So, sparked by [livejournal.com profile] doctroid's experiments and mine, I started thinking about cellular automata in stochastic mean-field approximation, and wondering if I could use it to predict whether a given model would just remain chaotic from a random starting soup, or eventually settle down (at least in the medium term).

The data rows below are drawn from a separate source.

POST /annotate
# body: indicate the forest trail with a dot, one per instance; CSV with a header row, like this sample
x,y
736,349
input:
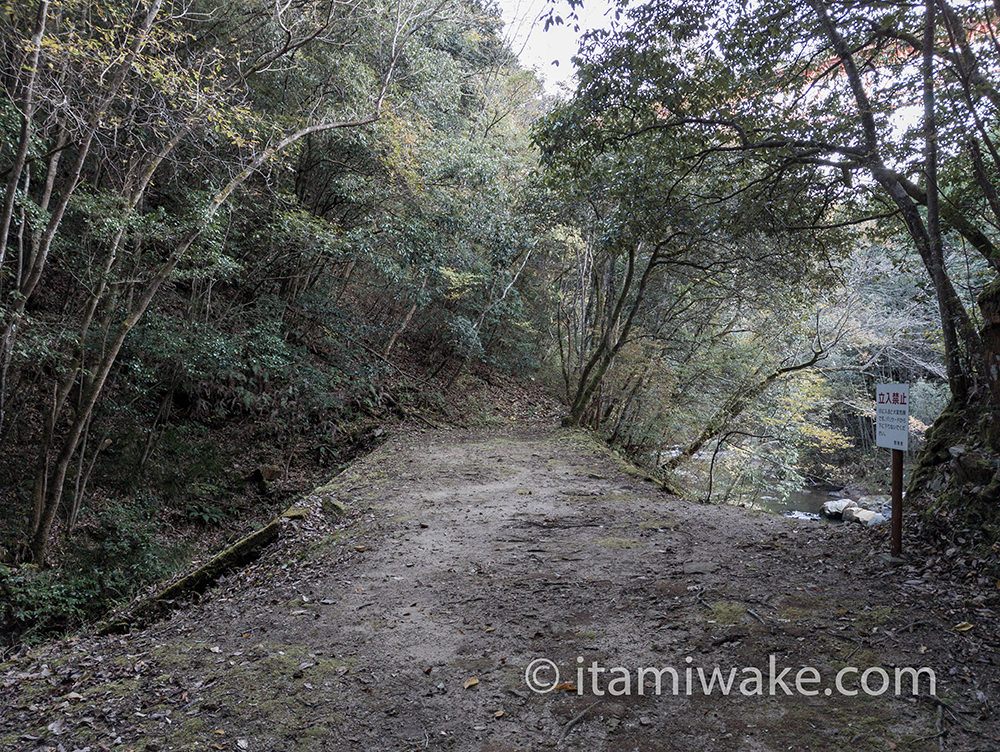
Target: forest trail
x,y
469,554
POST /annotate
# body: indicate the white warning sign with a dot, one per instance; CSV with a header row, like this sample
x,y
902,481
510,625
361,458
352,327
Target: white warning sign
x,y
892,416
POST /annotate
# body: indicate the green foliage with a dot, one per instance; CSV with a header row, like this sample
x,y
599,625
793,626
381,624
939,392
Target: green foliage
x,y
120,555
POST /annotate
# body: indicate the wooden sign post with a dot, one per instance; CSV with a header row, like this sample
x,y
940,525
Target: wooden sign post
x,y
892,431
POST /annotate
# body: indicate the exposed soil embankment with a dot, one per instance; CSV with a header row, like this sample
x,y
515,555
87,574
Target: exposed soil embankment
x,y
408,623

I'm sure this has been done before because it's probably the most obvious thing for a physicist to think of.

The idea is that at every step, you represent the cell grid as a uniformly random distribution with a given density, then use the resulting probability distribution of neighbor numbers to calculate the density at the next step. Obviously this approximation isn't going to be true in detail; after the first step the distribution isn't uniform; there will be important correlations between cell values. But maybe it'll say something about the short-term behavior starting from chaos.

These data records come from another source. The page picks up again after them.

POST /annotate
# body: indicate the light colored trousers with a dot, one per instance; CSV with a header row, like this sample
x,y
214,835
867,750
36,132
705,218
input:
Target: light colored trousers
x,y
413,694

Now, if you remember your Thomas Pynchon, you know that when a uniform random distribution is divided into bins of some sort, the probability of a given number of data points being in a given bin is given by the Poisson distribution. In Gravity's Rainbow, the people at the Abreaction Research Facility were plotting Tyrone Slothrop's sexual encounters on a map of London divided into cells. If the distribution were uniform (and I guess it was close, aside from that strange external correlation), the probability of N of those falling within a given cell would be the Poisson distribution at (N, r), where r is the average number per cell.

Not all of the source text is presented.